The village was closely compacted due to the town wall that surrounded it. This protected it, but it also contained it and made the townsfolk 'in-fill' rather than spread their houses out as was more usual in Welsh communities. Very often, villages in Wales consisted of only a few huts in which an extended family lived: uncles and aunts, grandparents, cousins, and various distant relations.

At the most, these were in groups of five or six; the family worked together communally in the fields or in the raising of sheep, goats, and cattle. Many Welsh were also nomadic, splitting their time between the pastures of the lowlands in the winter, and the mountain meadows in the summer. The market fair, then, was an exciting event for everybody, and because of the imminent holiday, the Brecon fair had brought in revelers from miles around.
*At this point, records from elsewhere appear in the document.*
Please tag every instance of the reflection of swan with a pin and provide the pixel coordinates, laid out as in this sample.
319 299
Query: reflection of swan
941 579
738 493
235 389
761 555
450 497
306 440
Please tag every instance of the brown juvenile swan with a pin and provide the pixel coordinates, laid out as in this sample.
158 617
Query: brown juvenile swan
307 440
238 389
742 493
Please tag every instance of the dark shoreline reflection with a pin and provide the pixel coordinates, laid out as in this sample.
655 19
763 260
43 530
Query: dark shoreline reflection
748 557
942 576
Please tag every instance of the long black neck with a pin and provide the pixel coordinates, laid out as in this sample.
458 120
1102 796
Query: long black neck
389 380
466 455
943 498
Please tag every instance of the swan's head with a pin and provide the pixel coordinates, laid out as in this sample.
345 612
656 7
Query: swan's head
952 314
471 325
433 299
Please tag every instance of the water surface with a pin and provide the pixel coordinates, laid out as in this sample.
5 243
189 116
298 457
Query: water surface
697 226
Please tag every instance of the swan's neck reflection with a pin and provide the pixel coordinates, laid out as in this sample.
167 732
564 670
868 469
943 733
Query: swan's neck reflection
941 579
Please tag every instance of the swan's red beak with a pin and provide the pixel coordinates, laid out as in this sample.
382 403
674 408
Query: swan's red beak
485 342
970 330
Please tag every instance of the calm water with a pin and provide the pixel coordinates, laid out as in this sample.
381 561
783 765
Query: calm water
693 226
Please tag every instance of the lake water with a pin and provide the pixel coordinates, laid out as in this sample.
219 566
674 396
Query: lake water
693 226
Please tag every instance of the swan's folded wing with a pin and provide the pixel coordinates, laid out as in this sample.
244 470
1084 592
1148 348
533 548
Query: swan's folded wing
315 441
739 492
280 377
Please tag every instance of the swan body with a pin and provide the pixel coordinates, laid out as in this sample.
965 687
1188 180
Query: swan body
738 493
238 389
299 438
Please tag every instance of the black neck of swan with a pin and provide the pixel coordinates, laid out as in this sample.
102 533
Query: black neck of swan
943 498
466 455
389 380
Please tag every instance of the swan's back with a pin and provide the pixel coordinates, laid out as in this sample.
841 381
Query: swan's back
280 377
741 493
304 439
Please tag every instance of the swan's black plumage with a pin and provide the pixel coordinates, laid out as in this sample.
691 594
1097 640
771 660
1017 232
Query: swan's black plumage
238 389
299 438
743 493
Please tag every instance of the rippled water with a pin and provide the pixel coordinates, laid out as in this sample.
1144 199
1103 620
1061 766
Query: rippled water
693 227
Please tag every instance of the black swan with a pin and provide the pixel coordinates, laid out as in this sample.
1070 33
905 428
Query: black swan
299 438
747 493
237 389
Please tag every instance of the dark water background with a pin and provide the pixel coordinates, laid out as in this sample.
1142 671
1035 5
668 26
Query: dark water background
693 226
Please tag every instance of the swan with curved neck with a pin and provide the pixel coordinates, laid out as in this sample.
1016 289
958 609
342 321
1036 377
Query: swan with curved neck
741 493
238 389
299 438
Anna swung between Rhodri and me. We lifted her over a particularly noxious clod of refuse. He and I exchanged a glance of understanding, and he swung her onto his hip.

"Let's see what trouble we can get into, shall we?" he said to her.

She smiled and touched a finger to his burgeoning mustache. Fashions were changing in Wales and more and more of the men sported them. I hoped Llywelyn would refrain from growing one, but Bevyn looked at Rhodri with something bordering on envy. I wanted to tell him that he'd grow up—and acquire the ability to grow one—soon enough.

Rhodri and Anna stopped at a display of finger whistles. The proprietor took one out and handed it to her—a classic tactic which meant that if I didn't pay for it, I would either have an irate seller or a crying daughter. Sighing, I opened my purse. Bevyn leaned in, took out an appropriate amount, and began to bargain with the man. He and Rhodri had evidently decided, as had been the case in the past, that they still didn't trust my Welsh enough to allow me to bargain all by myself. They were probably right. Anna's Welsh was coming along so well she might do better than I.